What should we say to Jerry Coyne, P.Z. Myers and others who claim evolution and Christianity are incompatible? Coyne has been arguing that organisations that promote evolution, like the National Centre for Science Education (“NCSE”) should be neutral on the issue and say nothing to promote accommodationism. This reminds me of the pleas of creationists that schools should be neutral on the issue whether Darwinism or intelligent design are true.
By the way, ‘accommodationism’ is the term now used for the argument that there is no reason why a Christian cannot be a Darwinist. Christian Darwinists, like me and Ken Miller, obviously believe that this is the case. So do some atheists like Michael Ruse. Jerry Coyne disagrees, as he is entitled to do. But he goes further and says that educational and scientific organisations should stop using accommodationist arguments in their campaign to promote Darwinism on the grounds that he and some other atheists disagree with the philosophical foundations of accommodationism.
There are two issues here. The first is whether or not Coyne is correct to say that evolution and Christianity are irreconcilable. The second is whether we should stop using accommodationist arguments to promote Darwinism and combat creationism. I’ll deal with the second issue in this post.

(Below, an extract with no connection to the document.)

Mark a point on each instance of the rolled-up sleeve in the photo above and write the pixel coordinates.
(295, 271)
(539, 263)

It would be a poor reason for abandoning accommodationist arguments because Jerry Coyne says we ought to. And abandoning them because P.Z. Myers says we should is a downright bad idea. They have whinged that the NCSE does not reflect their dissenting views. Again, they sound just like the Discovery Institute complaining that Intelligent Design is never given a fair crack of the whip. If accommodationism appears to be a useful tactic for promoting Darwinism, we should use it. We should not fail to use it because extremist atheists or fundamentalist creationists think that we should not.

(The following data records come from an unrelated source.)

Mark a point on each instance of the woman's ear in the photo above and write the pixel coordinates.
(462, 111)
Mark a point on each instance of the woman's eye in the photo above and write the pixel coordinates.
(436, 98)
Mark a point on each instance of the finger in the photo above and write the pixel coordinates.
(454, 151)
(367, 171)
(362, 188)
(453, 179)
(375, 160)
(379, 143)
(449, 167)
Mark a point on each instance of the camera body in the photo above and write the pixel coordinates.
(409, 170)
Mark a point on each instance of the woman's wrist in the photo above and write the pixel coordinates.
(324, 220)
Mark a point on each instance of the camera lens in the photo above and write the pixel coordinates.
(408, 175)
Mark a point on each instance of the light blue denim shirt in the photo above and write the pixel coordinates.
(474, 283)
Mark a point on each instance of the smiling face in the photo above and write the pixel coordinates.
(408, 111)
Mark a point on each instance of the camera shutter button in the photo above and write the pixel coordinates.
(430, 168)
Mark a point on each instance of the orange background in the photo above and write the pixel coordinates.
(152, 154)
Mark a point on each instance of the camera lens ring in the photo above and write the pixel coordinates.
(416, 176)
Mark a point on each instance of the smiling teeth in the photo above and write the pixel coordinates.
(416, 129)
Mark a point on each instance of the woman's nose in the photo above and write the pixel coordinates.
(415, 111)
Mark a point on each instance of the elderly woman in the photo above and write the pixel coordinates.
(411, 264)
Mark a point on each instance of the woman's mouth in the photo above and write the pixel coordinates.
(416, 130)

When a dispute comes down to whether something is permissible because it is useful or forbidden because it is doctrinally impure, it is the fanatic who refuses to compromise on the grounds of utility. I think accommodationism is true. But even if I didn’t, I’d recognise that my own views were unhelpful for the campaign against creationism. I’d also note that some Christians are very good scientists and so if there is an incompatibility, it probably doesn’t matter much in practice. So I’d respect the opinion of those who disagree with me and help promote Darwinism in some other way. Only if I was more interested in campaigning for atheism than evolution would I take the line of Coyne and Myers that accommodationism should be removed from the anti-creationist arsenal.